Although I’ve ditched the props 15 years later, the perfect LinkedIn picture is still crucial. It must be professional with a touch of personality.

Then, the résumé: It must be detailed, but not too long; eye-appealing, yet not distracting.

The foundation was now set. Bring on the prospects.

I soon began jetting off, or in this case being chauffeured in my mother’s mini van, to auditions in the tri-state area -- Baltimore, Philly and even the Big Apple. My elementary school teachers began wondering why I left early nearly every week.

The job hunt has proved to be quite similar. I've been flying, busing and training to NYC at any given time, all with the hope that, maybe, somebody will throw me a bone.

I even took a four-hour bus ride twice in one day for a 25-minute interview. The start-up company didn’t have an empty meeting room at the time, thus business commenced in the mailroom.

And they say the magazine world is glamorous. Ha!

Once at the audition, I’d meet with the casting directors — aka, human resources professionals or editors. We’d chat and they’d ask me questions like, “Why should we pick you for this role?”

We’d have a great conversation, with laughs and jokes, and I’d feel pretty good about things.

Come to think of it, auditions and job interviews are exactly the same.

Then came the actual performance: a song, monologue, dance routine or even improv.
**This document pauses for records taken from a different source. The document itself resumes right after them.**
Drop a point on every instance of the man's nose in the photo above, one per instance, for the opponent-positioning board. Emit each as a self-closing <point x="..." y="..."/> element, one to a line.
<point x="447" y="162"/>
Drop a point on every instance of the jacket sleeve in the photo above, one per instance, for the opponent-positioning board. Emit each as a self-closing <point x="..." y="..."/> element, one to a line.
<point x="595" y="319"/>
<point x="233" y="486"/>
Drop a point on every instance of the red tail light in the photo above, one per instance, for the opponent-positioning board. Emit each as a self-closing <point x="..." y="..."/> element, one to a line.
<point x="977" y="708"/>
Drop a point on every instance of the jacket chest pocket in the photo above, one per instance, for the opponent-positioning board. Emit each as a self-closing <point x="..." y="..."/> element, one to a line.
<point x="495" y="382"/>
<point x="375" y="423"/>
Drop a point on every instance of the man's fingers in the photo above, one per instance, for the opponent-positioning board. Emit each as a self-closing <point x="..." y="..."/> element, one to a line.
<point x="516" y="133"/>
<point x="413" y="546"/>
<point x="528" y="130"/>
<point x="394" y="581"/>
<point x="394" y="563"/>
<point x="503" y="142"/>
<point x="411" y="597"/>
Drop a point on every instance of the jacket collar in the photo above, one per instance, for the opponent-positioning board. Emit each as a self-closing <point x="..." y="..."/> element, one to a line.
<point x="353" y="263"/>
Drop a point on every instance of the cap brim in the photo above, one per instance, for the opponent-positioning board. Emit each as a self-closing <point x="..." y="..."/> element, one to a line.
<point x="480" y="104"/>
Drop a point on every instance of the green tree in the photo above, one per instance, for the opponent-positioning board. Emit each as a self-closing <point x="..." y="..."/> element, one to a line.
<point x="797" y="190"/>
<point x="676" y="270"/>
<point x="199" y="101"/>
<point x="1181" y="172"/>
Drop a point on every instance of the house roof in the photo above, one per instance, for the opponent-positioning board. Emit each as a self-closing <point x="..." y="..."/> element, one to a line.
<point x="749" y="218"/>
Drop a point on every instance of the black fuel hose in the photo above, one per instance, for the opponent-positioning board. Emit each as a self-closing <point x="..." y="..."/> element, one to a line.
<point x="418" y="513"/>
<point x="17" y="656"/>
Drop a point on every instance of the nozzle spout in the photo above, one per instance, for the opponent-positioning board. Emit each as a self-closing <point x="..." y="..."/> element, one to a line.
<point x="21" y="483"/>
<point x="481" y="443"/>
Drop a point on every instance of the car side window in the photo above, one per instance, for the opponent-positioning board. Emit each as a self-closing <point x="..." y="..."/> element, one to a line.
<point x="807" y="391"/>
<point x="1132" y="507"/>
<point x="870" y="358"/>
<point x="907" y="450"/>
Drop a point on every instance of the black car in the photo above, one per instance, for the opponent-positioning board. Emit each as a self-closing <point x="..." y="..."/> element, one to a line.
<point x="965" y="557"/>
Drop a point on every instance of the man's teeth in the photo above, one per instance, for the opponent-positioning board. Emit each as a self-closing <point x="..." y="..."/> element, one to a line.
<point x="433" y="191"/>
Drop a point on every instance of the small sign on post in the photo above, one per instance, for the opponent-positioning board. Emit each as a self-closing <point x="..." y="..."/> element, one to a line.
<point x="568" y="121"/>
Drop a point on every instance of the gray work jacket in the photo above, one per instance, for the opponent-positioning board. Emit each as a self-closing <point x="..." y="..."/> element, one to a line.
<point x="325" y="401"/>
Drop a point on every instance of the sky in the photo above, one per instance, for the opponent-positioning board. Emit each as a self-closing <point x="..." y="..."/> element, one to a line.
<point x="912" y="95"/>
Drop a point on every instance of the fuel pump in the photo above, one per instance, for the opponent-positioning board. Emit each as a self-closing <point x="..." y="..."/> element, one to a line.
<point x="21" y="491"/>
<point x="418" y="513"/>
A few brief moments were all I got to wow the directors. Today, that performance takes place in the form of the dreaded edit test.

"Pitch us five story ideas; rewrite these headlines; tell us what time of the day these articles should be posted online."

The edit test, just like the performance, is the worst part of it all because of its overall vagueness.

Do you want it like this or like that? If only I could have just a few more minutes to practice or ask a few more questions, I’m sure I could nail it!

But, you can’t because they honestly just don’t have the time, and on top of it all, there are hundreds of other candidates waiting outside who can do it better.

So you leave and return home, weary-eyed and in a daze, basically blacking out the entire thing. Then, the wonderful waiting game begins.

In my acting days, this involved me rushing home each day and listening, as the answering machine explained how I just didn’t have the vocal range for the part.

Nowadays, my Gmail inbox kindly informs me that my “writing voice” just isn’t quite right for that particular publication.

But, in most cases, days pass without any word. There's no email -- nothing. At least in the olden days, people would pick up the phone to tell you that you weren’t chosen.

Not in journalism.

And the worst part of it all? You think you’ve formed such a strong connection with these people that if and when they deliver the bad news, it almost feels like they’re breaking up with you.

What do you mean I wasn’t selected? We both love iced almond lattes and “Scandal!"

I’ll always remember the day I landed my first (and only) acting gig. First, came the call: It was me who they wanted. Then, the news: I’d be starring in a Wendy’s commercial eating fried chicken. And, finally, the screams, tears, hugs and kisses. I did it.

Though it seems like I’ve chosen a career field that, yet again, is based on pure luck, timing, connections and a whole lot of rejection, I’m confident that just like that first gig — my big break in journalism — will be well worth the wait.